Welcome to WebmasterWorld Guest from 54.159.250.110

Forum Moderators: httpwebwitch

Message Too Old, No Replies

Transforming DOM to XML output

   
4:40 pm on Oct 15, 2008 (gmt 0)

WebmasterWorld Senior Member fotiman is a WebmasterWorld Top Contributor of All Time 5+ Year Member Top Contributors Of The Month



I'm working on a Java application which transforms a DOMSource object (javax.xml.transform.dom.DOMSource) to a StreamResult object (javax.xml.transform.stream.StreamResult) which is then written to a file. This seems to output empty elements using the short notation:

<myelement />

Unfortunately, a 3rd party that I'm working with needs the XML to use the long format with a closing tag:

<myelement></myelement>

This question may be somewhat Java specific, but does anyone know of a way to configure the transformer to output the long format?

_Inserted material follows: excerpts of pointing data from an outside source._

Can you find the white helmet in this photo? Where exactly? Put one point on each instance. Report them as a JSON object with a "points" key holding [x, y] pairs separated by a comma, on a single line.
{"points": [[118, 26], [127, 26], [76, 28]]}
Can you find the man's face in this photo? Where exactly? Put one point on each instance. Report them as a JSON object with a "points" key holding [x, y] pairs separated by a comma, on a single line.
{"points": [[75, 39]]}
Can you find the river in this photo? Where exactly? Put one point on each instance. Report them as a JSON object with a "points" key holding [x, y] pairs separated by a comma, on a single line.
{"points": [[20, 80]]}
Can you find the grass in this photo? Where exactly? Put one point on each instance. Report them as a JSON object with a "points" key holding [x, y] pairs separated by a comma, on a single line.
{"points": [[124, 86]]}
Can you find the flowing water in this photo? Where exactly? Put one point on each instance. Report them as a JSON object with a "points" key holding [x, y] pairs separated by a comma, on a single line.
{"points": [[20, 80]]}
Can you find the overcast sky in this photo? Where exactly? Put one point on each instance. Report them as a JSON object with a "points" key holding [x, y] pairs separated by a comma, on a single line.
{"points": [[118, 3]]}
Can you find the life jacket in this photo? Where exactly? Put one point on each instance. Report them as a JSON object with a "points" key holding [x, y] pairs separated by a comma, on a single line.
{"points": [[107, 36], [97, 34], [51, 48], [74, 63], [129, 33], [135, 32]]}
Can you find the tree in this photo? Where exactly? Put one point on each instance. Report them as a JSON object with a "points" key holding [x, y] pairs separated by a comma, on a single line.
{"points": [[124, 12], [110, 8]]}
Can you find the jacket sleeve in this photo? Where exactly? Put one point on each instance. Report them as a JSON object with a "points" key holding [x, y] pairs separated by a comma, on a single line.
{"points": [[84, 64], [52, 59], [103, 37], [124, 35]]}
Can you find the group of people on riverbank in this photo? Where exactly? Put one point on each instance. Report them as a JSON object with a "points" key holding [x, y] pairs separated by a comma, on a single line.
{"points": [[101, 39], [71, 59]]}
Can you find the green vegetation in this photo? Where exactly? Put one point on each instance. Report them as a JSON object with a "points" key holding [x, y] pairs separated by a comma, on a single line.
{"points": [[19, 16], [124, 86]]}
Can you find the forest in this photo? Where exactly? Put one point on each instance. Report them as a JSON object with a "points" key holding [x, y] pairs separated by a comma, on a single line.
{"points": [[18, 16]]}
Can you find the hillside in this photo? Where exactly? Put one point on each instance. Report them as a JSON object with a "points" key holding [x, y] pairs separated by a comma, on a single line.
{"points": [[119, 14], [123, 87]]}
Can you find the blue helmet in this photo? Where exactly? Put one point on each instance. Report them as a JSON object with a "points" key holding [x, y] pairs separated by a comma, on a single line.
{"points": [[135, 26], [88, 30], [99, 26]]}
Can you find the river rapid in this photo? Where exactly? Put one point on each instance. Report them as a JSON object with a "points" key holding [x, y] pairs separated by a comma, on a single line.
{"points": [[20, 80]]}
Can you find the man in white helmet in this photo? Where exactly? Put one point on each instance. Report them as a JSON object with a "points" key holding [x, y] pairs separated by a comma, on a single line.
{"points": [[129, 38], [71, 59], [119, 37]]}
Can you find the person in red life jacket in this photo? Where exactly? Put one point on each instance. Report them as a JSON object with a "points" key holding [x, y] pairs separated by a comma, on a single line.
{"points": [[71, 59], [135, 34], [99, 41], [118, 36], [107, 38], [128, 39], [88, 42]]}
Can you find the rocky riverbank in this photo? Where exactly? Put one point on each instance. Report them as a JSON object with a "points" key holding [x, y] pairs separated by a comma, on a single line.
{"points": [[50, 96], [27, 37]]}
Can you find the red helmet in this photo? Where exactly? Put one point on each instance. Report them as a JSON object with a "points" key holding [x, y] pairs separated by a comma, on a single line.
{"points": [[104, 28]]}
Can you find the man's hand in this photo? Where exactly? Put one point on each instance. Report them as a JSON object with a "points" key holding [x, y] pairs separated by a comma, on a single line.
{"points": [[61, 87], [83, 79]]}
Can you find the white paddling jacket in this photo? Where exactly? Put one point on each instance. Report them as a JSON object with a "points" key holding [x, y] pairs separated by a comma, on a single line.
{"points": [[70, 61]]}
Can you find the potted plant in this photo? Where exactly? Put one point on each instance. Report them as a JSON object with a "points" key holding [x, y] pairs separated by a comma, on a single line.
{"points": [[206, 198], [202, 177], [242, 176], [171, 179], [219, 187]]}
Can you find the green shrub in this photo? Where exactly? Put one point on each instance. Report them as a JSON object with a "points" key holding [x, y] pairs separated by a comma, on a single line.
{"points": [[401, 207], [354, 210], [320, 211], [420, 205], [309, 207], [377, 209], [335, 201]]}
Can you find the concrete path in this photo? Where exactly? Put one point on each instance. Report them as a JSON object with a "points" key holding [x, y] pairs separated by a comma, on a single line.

9:00 pm on Oct 15, 2008 (gmt 0)

WebmasterWorld Administrator httpwebwitch is a WebmasterWorld Top Contributor of All Time 10+ Year Member



The closed format is the "proper" format for a node with no children. But I know what you mean - some HTML tags (like <script> and <textarea>) mustn't be closed like that, or Bad Things May Happen.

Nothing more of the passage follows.